One year on, and we have failed.
The world is not a safer place, as our politicians promised at the time. It's, if anything, a worse place for most people.
Before I go on, let me say something to those who will be offended and stop reading halfway. Just because someone is critical of, say, your nation, does not mean they're wrong, or biased. It could mean your nation is on the wrong track. Getting in a huff won't solve the problem.
Back to the facts.
Palestine, the goad that drives the Islamic world to terrorism, is in a worse state than ever. Israel, driven by the same fears that drive the US, has not taken the terrifying, courageous and necessary leap toward co-operation, and after some brief gestures in that direction, their strongest backers have not pressured them to do so. America ,by the way, should take a good look at how dreadful everyday life is for Israeli civilians. This is where the US's current foreign policy is taking their nation.
The impetus toward war continues in Iraq. Americans seem to want it, and George Bush wants it (to finish what Daddy started, maybe?). Tony Blair, perhaps trying to be more "presidential", is trying to persuade a skeptical British public that such a war is a good idea. I don't think he'll succeed. Will he commit the UK anyway?

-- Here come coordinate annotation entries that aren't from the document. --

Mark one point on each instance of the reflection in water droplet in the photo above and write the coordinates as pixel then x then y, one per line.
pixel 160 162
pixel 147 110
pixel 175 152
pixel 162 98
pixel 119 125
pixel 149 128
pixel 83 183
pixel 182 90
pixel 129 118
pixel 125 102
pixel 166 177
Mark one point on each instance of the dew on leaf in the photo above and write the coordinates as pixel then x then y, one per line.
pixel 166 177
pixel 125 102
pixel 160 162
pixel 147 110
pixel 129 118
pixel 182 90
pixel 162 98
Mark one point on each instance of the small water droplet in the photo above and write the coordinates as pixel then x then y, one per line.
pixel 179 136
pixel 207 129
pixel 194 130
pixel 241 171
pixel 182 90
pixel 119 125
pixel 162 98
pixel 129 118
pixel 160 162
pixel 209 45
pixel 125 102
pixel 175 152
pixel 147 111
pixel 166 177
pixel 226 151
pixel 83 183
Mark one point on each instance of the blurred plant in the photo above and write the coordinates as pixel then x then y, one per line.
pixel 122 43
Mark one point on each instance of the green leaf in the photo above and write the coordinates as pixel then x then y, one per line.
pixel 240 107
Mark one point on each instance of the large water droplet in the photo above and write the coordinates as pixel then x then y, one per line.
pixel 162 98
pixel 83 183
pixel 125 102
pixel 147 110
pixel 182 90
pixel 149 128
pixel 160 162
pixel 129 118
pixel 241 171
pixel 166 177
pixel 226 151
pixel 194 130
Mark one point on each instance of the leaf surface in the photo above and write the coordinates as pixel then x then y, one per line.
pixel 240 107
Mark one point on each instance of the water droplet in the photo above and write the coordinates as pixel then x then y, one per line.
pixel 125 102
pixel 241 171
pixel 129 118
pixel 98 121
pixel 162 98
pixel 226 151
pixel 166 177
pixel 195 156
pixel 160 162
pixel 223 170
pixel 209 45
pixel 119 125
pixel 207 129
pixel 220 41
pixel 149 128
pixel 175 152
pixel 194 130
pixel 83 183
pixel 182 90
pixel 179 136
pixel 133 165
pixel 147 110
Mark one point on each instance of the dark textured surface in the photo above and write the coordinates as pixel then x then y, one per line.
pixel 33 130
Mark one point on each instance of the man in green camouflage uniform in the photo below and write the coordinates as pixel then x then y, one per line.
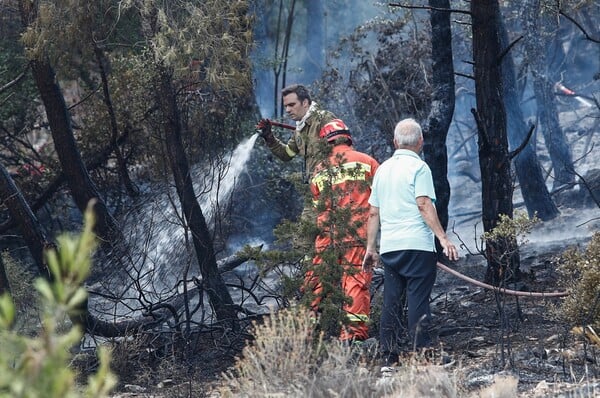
pixel 305 141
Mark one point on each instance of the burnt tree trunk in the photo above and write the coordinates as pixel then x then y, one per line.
pixel 494 162
pixel 4 284
pixel 543 86
pixel 219 296
pixel 527 167
pixel 78 179
pixel 25 220
pixel 442 107
pixel 121 163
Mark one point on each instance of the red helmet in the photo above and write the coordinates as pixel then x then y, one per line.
pixel 335 129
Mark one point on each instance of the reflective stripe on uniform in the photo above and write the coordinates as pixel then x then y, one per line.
pixel 351 171
pixel 289 151
pixel 357 317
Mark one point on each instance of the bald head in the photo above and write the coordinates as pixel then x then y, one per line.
pixel 408 135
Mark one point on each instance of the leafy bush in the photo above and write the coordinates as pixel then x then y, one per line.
pixel 580 274
pixel 39 366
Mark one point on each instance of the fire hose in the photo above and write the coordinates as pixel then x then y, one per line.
pixel 500 289
pixel 456 273
pixel 285 126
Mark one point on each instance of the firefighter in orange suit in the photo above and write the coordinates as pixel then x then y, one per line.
pixel 343 182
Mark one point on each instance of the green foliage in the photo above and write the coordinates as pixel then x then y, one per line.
pixel 39 366
pixel 385 76
pixel 503 241
pixel 580 274
pixel 517 228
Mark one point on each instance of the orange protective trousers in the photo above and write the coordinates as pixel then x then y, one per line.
pixel 356 286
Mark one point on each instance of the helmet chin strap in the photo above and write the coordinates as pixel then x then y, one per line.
pixel 300 124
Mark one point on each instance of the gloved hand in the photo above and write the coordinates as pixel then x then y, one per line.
pixel 264 128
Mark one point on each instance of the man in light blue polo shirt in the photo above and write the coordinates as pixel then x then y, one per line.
pixel 402 203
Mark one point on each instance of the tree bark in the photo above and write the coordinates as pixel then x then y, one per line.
pixel 543 86
pixel 494 162
pixel 442 107
pixel 4 284
pixel 78 179
pixel 219 296
pixel 527 167
pixel 30 228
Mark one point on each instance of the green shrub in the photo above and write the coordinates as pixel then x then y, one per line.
pixel 39 366
pixel 580 274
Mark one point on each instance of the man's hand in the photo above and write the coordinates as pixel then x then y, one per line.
pixel 264 129
pixel 449 249
pixel 371 260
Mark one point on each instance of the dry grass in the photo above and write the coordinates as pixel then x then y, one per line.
pixel 286 359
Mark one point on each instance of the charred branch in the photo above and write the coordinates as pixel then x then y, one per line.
pixel 413 7
pixel 16 80
pixel 518 150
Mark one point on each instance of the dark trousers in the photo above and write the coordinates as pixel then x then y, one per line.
pixel 410 274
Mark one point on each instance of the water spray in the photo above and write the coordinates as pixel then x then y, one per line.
pixel 559 87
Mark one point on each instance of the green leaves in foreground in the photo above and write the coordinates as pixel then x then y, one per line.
pixel 39 366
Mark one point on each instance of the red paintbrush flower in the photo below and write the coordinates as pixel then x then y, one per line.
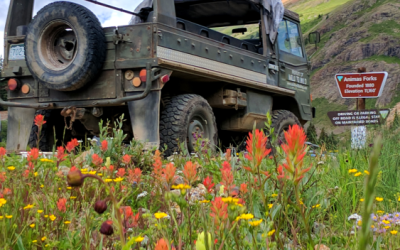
pixel 207 182
pixel 61 204
pixel 243 188
pixel 3 152
pixel 33 154
pixel 97 160
pixel 169 174
pixel 72 144
pixel 121 172
pixel 126 159
pixel 190 172
pixel 39 121
pixel 104 146
pixel 295 150
pixel 60 154
pixel 134 175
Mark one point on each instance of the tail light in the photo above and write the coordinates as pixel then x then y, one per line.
pixel 13 84
pixel 143 75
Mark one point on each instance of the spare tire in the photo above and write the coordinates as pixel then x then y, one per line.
pixel 65 46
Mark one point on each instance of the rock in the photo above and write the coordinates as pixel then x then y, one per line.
pixel 64 170
pixel 321 247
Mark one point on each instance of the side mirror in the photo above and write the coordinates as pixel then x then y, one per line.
pixel 239 30
pixel 314 37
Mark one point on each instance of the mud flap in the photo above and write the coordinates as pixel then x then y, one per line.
pixel 19 127
pixel 145 119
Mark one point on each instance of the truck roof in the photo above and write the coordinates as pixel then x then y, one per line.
pixel 214 13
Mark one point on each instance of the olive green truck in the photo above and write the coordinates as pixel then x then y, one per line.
pixel 181 69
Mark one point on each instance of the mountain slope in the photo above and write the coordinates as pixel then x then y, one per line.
pixel 354 33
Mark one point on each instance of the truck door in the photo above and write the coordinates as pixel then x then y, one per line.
pixel 293 65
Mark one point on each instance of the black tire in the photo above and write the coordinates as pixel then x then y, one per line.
pixel 65 46
pixel 46 135
pixel 181 116
pixel 281 120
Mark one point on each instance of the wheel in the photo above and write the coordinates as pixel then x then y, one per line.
pixel 65 46
pixel 46 135
pixel 281 120
pixel 184 117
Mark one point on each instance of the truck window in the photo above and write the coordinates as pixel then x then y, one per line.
pixel 289 38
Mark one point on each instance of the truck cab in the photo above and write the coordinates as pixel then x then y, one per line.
pixel 180 71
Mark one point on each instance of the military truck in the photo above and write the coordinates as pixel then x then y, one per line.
pixel 171 71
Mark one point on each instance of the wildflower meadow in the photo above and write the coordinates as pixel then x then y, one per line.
pixel 104 194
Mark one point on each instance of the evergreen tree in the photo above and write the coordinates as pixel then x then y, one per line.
pixel 312 134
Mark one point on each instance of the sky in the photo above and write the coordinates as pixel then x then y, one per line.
pixel 106 16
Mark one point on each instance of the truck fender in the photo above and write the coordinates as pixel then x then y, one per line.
pixel 19 128
pixel 145 119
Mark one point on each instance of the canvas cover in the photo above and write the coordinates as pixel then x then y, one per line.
pixel 273 12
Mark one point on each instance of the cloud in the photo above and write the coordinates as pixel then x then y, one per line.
pixel 107 17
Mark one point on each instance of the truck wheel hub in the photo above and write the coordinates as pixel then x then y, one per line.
pixel 58 45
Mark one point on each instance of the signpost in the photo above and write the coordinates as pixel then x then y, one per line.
pixel 360 85
pixel 358 117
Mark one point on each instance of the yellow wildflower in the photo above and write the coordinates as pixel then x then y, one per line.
pixel 29 206
pixel 119 179
pixel 245 217
pixel 181 186
pixel 46 160
pixel 2 202
pixel 255 223
pixel 230 200
pixel 352 171
pixel 139 239
pixel 160 215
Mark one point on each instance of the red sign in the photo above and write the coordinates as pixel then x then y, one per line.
pixel 364 85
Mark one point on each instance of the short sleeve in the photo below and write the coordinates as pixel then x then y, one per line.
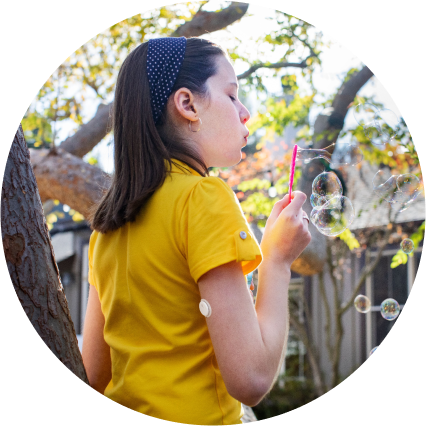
pixel 217 230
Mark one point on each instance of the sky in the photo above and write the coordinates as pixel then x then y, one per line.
pixel 336 61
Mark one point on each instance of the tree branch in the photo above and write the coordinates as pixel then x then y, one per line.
pixel 207 22
pixel 89 134
pixel 254 68
pixel 64 177
pixel 312 355
pixel 326 131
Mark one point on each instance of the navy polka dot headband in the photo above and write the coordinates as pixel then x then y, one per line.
pixel 164 60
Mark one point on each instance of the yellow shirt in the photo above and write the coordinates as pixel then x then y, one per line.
pixel 146 274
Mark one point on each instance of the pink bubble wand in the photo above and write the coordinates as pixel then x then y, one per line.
pixel 293 166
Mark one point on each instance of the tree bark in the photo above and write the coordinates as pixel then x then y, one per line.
pixel 89 134
pixel 67 178
pixel 31 262
pixel 208 22
pixel 326 131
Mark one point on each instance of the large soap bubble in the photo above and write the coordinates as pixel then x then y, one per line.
pixel 332 213
pixel 389 309
pixel 401 189
pixel 333 217
pixel 327 184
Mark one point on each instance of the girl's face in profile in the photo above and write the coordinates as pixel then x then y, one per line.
pixel 223 131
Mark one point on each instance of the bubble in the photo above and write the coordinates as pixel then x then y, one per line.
pixel 389 309
pixel 364 114
pixel 333 217
pixel 332 213
pixel 318 200
pixel 372 351
pixel 407 246
pixel 327 184
pixel 401 189
pixel 373 133
pixel 344 154
pixel 362 303
pixel 388 124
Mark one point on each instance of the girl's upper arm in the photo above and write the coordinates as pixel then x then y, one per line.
pixel 96 353
pixel 234 331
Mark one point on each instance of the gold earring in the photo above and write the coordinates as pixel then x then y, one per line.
pixel 190 126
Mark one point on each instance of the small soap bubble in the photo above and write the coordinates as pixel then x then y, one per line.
pixel 388 124
pixel 318 200
pixel 401 189
pixel 333 217
pixel 362 303
pixel 364 114
pixel 346 154
pixel 407 246
pixel 327 184
pixel 389 309
pixel 372 351
pixel 374 134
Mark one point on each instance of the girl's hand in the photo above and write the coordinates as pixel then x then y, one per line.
pixel 286 233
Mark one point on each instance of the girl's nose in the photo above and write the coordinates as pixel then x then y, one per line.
pixel 245 115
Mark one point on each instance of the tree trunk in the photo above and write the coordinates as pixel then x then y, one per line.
pixel 31 262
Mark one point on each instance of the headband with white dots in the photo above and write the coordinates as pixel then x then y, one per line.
pixel 164 60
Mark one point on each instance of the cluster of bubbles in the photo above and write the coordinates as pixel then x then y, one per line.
pixel 344 154
pixel 331 212
pixel 396 189
pixel 389 308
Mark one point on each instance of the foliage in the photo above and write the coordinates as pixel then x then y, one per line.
pixel 349 238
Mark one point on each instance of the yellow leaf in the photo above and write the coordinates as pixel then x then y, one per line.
pixel 77 217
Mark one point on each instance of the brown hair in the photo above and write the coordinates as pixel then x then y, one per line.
pixel 141 147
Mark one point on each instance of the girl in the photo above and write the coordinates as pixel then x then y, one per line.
pixel 167 236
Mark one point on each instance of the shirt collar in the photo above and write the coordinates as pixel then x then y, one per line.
pixel 183 169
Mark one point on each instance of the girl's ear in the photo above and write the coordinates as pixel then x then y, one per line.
pixel 185 104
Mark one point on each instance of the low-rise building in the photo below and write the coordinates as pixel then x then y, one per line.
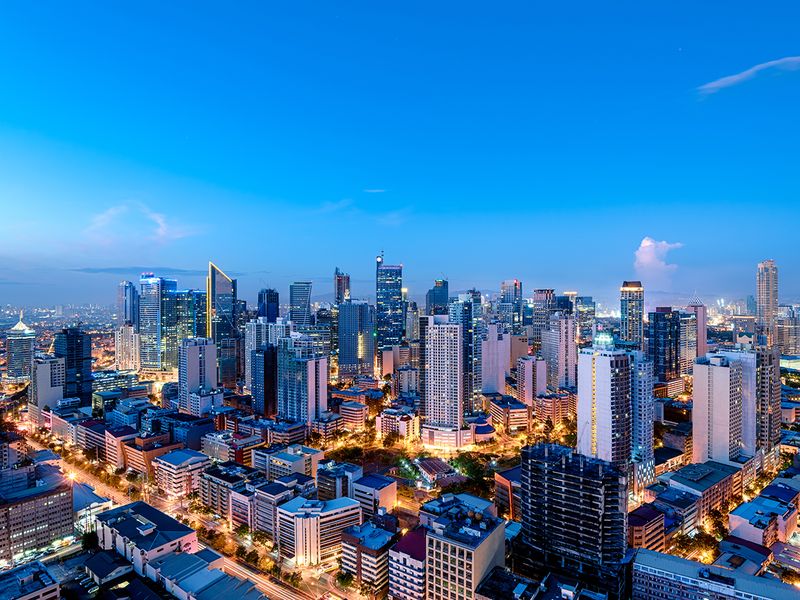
pixel 140 533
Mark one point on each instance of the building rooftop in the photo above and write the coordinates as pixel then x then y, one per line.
pixel 759 587
pixel 25 580
pixel 143 525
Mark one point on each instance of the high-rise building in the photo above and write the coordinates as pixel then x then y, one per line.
pixel 688 339
pixel 766 295
pixel 544 305
pixel 300 303
pixel 198 384
pixel 341 286
pixel 437 298
pixel 614 404
pixel 126 348
pixel 697 307
pixel 631 305
pixel 269 304
pixel 717 409
pixel 20 347
pixel 221 320
pixel 511 304
pixel 663 343
pixel 302 380
pixel 389 305
pixel 75 347
pixel 356 330
pixel 560 351
pixel 128 304
pixel 574 515
pixel 466 311
pixel 585 308
pixel 150 303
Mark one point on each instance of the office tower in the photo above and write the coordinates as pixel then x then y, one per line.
pixel 128 304
pixel 75 347
pixel 663 343
pixel 787 332
pixel 198 384
pixel 697 307
pixel 585 314
pixel 609 387
pixel 255 335
pixel 389 313
pixel 761 394
pixel 20 346
pixel 687 342
pixel 531 379
pixel 717 409
pixel 341 286
pixel 221 319
pixel 356 326
pixel 631 309
pixel 495 360
pixel 574 515
pixel 766 295
pixel 302 380
pixel 444 378
pixel 150 299
pixel 300 303
pixel 544 305
pixel 437 298
pixel 466 311
pixel 126 348
pixel 269 304
pixel 560 351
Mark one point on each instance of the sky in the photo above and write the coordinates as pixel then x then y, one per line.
pixel 571 145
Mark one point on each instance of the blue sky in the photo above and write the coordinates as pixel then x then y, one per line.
pixel 471 141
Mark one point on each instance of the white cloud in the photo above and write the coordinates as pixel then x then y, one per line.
pixel 788 63
pixel 651 260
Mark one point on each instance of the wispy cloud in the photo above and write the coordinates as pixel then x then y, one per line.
pixel 120 220
pixel 651 261
pixel 788 63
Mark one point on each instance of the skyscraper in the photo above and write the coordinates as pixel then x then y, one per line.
pixel 663 343
pixel 20 347
pixel 560 351
pixel 697 307
pixel 302 380
pixel 356 328
pixel 631 305
pixel 466 311
pixel 300 303
pixel 269 304
pixel 389 313
pixel 128 304
pixel 717 415
pixel 766 296
pixel 437 298
pixel 150 298
pixel 341 286
pixel 221 319
pixel 574 515
pixel 75 347
pixel 198 385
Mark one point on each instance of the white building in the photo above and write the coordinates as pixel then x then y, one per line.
pixel 310 531
pixel 531 379
pixel 560 351
pixel 178 472
pixel 126 348
pixel 717 410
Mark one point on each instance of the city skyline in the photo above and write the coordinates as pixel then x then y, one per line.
pixel 413 145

Climate change continues, unabated, because the worst polluter has yet another reason not to care. Yesterday it was floods in France, and the drought in Africa continues unreported, while the richest nation in the world drives its SUVs with the flag at half-mast.
And (lower on the list, since it kills no-one directly) my native land, blinded by fury, has lost hold of its guiding principles. Where is the liberty and justice for all? I await the trials of the people in Camp X-Ray, currently in a most unpleasant legal limbo. I await the restoration of genuine freedom of speech, where the right to say what you like even if it is unpopular is protected. I await the return of the mindset that made America a true beacon of liberty to the world, before she became obsessed, before she discovered that she could do so many things and forgot to ask if she should.
I am filled with sadness for the thousands who died a year ago. But I am also filled with sadness for the thousands who died offscreen, getting up not in comfortable, secure homes but in refugee camps and sun-scorched farms. These people mattered too, and were beloved of their families too. They were innocent, and they were heartbreakingly brave in the face of terrible adversity, but where are their parades and their memorials?